WVIA-TV
| |
---|---|
City | Scranton, Pennsylvania |
Channels | |
Branding | WVIA |
Programming | |
Affiliations | |
Ownership | |
Owner | Northeast Pennsylvania Educational Television Association |
History | |
First air date | September 26, 1966 |
Former channel number(s) | Analog: 44 (UHF, 1966–2009) Digital: 41 (UHF, 2001–2017) 50 (UHF, 2017–2020) |
NET (1966–1970) | |
Call sign meaning | The World Via Television |
Technical information[2] | |
Licensing authority | FCC |
Facility ID | 47929 |
ERP | 760 kW |
HAAT | 509.2 m (1,671 ft) |
Transmitter coordinates | 41°10′55″N 75°52′16″W / 41.18194°N 75.87111°W |
Translator(s) | See below |
Links | |
Public license information | |
Website | www |
WVIA-TV (channel 44) is a PBS member television station licensed to Scranton, Pennsylvania, United States, serving Northeastern Pennsylvania. Owned by the Northeast Pennsylvania Educational Television Association, it is sister to NPR member WVIA-FM (89.9). Both stations share studios in Jenkins Township, which shares a post office with Pittston. Through a channel sharing agreement with ABC affiliate WNEP-TV (channel 16), the two stations transmit using WNEP-TV's spectrum from an antenna at Penobscot Knob near Mountain Top.
History
[edit]20th century
[edit]In 1963, several men first met at Coughlin High School in Wilkes-Barre to discuss bringing an educational television station to Northeastern Pennsylvania. Twelve of the men formed the Northeast Pennsylvania Educational Television Association, chaired by Wilkes-Barre superintendent of schools Walter Wood. They received a license for channel 44 a year later.
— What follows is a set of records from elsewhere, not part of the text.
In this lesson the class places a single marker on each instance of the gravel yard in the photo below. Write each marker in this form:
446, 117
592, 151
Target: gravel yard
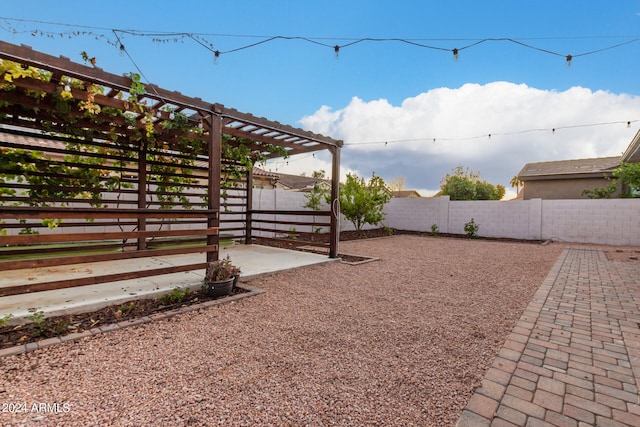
396, 342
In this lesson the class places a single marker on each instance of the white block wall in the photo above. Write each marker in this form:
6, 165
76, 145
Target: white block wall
605, 221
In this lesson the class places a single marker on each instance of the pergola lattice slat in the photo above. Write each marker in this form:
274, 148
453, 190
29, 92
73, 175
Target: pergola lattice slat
116, 144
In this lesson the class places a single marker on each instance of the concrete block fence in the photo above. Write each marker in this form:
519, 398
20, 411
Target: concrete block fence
603, 221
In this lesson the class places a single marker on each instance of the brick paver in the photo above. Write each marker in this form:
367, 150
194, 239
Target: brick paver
573, 358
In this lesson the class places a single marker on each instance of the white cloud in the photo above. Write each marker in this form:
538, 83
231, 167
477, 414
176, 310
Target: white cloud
518, 117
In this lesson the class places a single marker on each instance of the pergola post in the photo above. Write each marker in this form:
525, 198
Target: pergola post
142, 192
249, 208
215, 156
334, 235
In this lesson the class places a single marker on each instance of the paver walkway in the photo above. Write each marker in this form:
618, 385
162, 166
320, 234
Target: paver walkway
573, 359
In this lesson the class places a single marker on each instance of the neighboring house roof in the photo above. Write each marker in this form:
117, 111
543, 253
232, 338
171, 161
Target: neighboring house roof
406, 193
579, 168
296, 182
632, 154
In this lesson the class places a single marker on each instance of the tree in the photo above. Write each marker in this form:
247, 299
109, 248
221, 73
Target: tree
362, 202
464, 184
626, 176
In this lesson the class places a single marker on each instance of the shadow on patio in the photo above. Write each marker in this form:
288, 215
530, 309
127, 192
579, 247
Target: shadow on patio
254, 261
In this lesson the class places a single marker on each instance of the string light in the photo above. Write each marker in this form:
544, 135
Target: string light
165, 37
490, 135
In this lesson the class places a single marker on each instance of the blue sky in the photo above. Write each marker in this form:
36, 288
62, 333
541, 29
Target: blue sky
376, 91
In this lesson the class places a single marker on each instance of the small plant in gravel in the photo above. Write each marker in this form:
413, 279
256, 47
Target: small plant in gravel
38, 323
176, 296
125, 309
471, 228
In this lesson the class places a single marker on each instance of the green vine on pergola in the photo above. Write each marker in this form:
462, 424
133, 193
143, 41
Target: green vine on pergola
106, 132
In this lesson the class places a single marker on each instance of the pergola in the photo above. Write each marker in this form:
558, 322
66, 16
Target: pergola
110, 160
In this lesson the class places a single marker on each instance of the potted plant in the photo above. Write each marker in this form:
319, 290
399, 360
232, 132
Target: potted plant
220, 277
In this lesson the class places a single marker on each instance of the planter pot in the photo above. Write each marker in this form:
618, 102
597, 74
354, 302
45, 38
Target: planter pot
218, 289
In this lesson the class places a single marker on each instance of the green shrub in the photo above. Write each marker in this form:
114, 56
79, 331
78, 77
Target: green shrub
471, 228
176, 296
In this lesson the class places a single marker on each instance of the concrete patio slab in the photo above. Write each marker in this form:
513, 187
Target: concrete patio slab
253, 260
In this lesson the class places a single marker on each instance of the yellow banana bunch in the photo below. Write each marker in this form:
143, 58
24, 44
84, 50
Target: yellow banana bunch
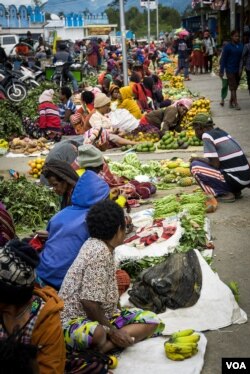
182, 345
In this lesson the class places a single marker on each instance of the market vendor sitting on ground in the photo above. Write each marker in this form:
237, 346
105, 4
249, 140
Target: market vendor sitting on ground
224, 170
49, 118
62, 178
90, 291
28, 315
67, 230
99, 121
126, 101
168, 118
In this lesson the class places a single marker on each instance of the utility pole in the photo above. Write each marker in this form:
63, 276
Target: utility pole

The station's first employee, general manager George Strimel, Jr., was hired in 1965 and given two years to get the station on the air. He was able to do so within nine months, and WVIA-TV signed on for the first time on September 26, 1966. The fledgling station received a considerable assist from the area's commercial stations. WNEP-TV donated the old transmitter and tower facility from WARM-TV, one of the two stations that merged to form WNEP ten years earlier, while WBRE-TV (channel 28) and WDAU-TV (channel 22, now WYOU) made their studios available for local productions. All production work was done from the transmitter site.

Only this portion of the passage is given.